The Court of Appeal decided that whilst TUPE says that a company must provide the representatives of workers who will be affected by a transfer with certain information before a transfer; this does not provide the workers with the right to object. Failing to provide workers with the required information does not mean that the transfer itself is invalid - instead it entitles them to claim compensation in the Employment Tribunal. The employee was unable to persuade the Court that there was an implied term in his contract that the transfer would be invalid if he was not personally provided with information about the transfer.

The importance of deadlines in the Employment Appeal Tribunal

The Employment Appeal Tribunal ('EAT') has restated the importance of its 42 day deadline for submitting an appeal to the EAT.

In Leira v Ministry of Justice, the appellant sent off his appeal papers to the EAT within the 42 day time limit, but did not pay enough postage. This meant that his envelope was returned to him undelivered. He claimed that there were delays within the postal system so that by the time he actually received the envelope, some considerable time had passed. By the time he eventually submitted all the necessary paperwork for an appeal, he was 98 days out of time.

The EAT refused to extend time on the basis that it is an Appellant's responsibility to ensure that sufficient postage has been paid and that envelopes are properly addressed. It said that there had been enough time for the Appellant to check by phone, fax or email that his papers had arrived and therefore there was no good reason for the time limit to be extended.

If you are putting in an appeal remember to leave plenty of time before the deadline, ideally about two weeks, so that you have time to hand in missing paperwork or resend documents if necessary.
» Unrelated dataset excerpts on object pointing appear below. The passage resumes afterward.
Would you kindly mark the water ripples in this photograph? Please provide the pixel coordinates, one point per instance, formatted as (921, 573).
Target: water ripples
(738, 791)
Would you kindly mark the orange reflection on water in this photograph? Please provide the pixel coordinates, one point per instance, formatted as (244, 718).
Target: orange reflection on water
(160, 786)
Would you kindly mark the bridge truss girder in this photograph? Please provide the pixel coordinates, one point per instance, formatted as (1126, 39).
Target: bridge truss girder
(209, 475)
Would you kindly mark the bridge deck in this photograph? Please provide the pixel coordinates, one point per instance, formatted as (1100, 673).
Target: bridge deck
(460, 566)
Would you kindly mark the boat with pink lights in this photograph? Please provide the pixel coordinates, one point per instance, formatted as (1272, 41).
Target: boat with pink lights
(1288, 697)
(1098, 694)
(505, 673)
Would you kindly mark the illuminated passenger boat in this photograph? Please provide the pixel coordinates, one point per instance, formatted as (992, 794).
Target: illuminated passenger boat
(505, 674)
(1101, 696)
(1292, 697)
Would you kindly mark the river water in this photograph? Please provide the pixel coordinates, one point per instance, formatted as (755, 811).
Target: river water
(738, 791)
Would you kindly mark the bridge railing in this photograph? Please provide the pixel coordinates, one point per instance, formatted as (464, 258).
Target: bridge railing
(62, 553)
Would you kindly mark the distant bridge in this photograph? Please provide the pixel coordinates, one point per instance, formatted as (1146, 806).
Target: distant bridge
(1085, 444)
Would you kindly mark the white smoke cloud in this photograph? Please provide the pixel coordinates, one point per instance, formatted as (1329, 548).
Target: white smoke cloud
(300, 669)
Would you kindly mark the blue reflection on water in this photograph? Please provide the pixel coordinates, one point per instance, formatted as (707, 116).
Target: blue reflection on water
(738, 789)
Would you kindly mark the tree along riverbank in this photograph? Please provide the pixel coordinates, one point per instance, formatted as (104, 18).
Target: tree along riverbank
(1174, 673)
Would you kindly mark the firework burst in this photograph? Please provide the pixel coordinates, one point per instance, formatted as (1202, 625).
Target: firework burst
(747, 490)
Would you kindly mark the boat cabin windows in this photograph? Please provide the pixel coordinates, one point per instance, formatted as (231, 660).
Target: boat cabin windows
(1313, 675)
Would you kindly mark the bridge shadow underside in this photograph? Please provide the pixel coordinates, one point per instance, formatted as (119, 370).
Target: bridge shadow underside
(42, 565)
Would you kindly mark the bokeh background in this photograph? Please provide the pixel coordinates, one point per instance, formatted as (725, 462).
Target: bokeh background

Annual increase in national minimum wage

The national minimum wage will rise from 1 October 2011.

  • The adult rate will rise to £6.08 per hour
  • The rate for 18-20 year olds will rise to £4.98 per hour
  • The rate for 16-17 year olds will rise to £3.68 per hour
  • The rate for apprentices will rise to £2.60 per hour

The accommodation offset (the maximum amount which can be counted towards daily pay if an employer provides an employee with accommodation) will rise to £4.73 per day.

A public gross misconduct hearing?

There are unconfirmed reports that the police officer who was found by an inquest jury to have unlawfully killed newspaper seller Ian Tomlinson during the G20 protests in London could face a gross misconduct hearing in public.

This would be a unique situation, and in many situations would be a breach of the implied term of trust and confidence (although in this case, the police authority has considerable room to argue that the need for openness and transparency outweighs the officer's expectation of privacy).

The contents of this brochure are intended as guidelines for clients and other readers. It is not a substitute for considered advice on specific issues. Consequently, we cannot accept any responsibility for this information or for any errors or omissions.